The Associated Press

The 2009 World Series MVP with the New York Yankees and a three-time Central League MVP with the Tokyo Yomiuri Giants struggled in a brief stint with the Tampa Bay Rays last season and recently made up his mind to call it a career after 20 years -- the first 10 in Japan.

Despite choosing to make the announcement in New York because the city was special to him, the nearly hour-long news conference was conducted only in Japanese and was broadcast live to his home country, where it was 7 a.m. Friday. A Japanese reporter translated portions of the event for the four American baseball writers in attendance.

Before he left for New York in 2003, Matsui told his fans in Japan that he would give his life to playing in the major leagues, give whatever he had, the reporter said. "Today is the day he put a period to that."

In front of more than 15 cameras and dozens of Japanese reporters, many of whom detailed every aspect of his career in the United States, the outfielder/designated hitter gave a 12-minute speech before answering questions for about 40 minutes more, betraying little emotion except for that sly smile he flashed during his playing days.

Nicknamed Godzilla, Matsui was already perhaps the most popular player of his generation in Japan when he signed a three-year, $21 million contract with the Yankees.

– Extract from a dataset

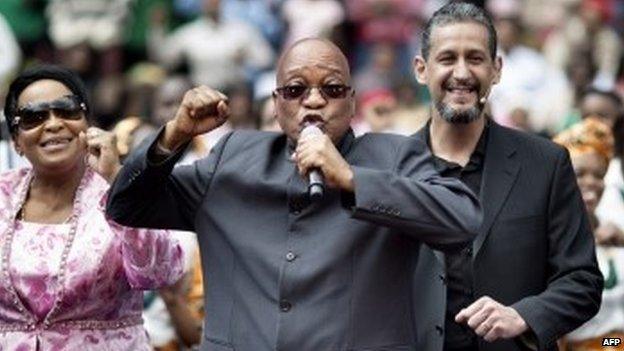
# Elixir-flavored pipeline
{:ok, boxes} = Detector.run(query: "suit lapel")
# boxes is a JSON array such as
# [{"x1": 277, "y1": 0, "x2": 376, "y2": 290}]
[{"x1": 472, "y1": 123, "x2": 520, "y2": 257}]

While Seattle's Ichiro Suzuki appeared to shy away from the attention, Matsui embraced the scrutiny.

Playing for the Yankees was, "one of the best things that happened to him in his life," the Japanese reporter quoted Matsui as saying.

No. 55 was a monster for New York, too. Always cool under pressure, Matsui hit a grand slam in his first game at Yankee Stadium and matched a World Series record with six RBIs in his pinstripe finale seven years later -- during the clinching Game 6 of the 2009 Series.

"I've had a lot of teammates over the years with the Yankees, but I will always consider Hideki one of my favorites," Yankees shortstop Derek Jeter said.

In New York, Matsui made two All-Star teams and hit .292 with 140 doubles and 597 RBIs. He played in his first 518 major league games after playing in 1,250 straight games in Japan.

Matsui hit 21 homers for the Los Angeles Angels in 2010 after New York didn't offer him a new contract, but his numbers fell off considerably after that. He slumped to .147 with the Rays in 37 games before being released.

Overall, Matsui batted .282 with 175 homers and 760 RBIs for the Yankees, Angels, Oakland Athletics and Rays. In Japan he had a .304 career average with 332 homers and 889 RBIs in 1,268 games.

MARLINS: Hoping for a return to the majors, John Maine signed a minor league contract with Miami and will compete for the fifth spot in its rotation.

The 31-year-old right-hander was 41-36 with an ERA of 4.35 from 2004 to 2010 with the Orioles and Mets.

This year he went 8-5 with a 4.97 ERA in 16 games for the Yankees' Triple-A affiliate in Scranton/Wilkes-Barre.

PLEADS GUILTY: Former catcher Carlton Fisk pleaded guilty Thursday to a misdemeanor DUI charge after mixing alcohol and prescription drugs and driving into a suburban Chicago farm field on Oct. 22.

Fisk received one year of court supervision and must pay court costs of $1,250 -- the standard disposition for first-time DUI offenders in Will County, said special prosecutor Dave Neal. He will have to undergo a drug and alcohol evaluation as well as counseling, and attend a victim impact panel.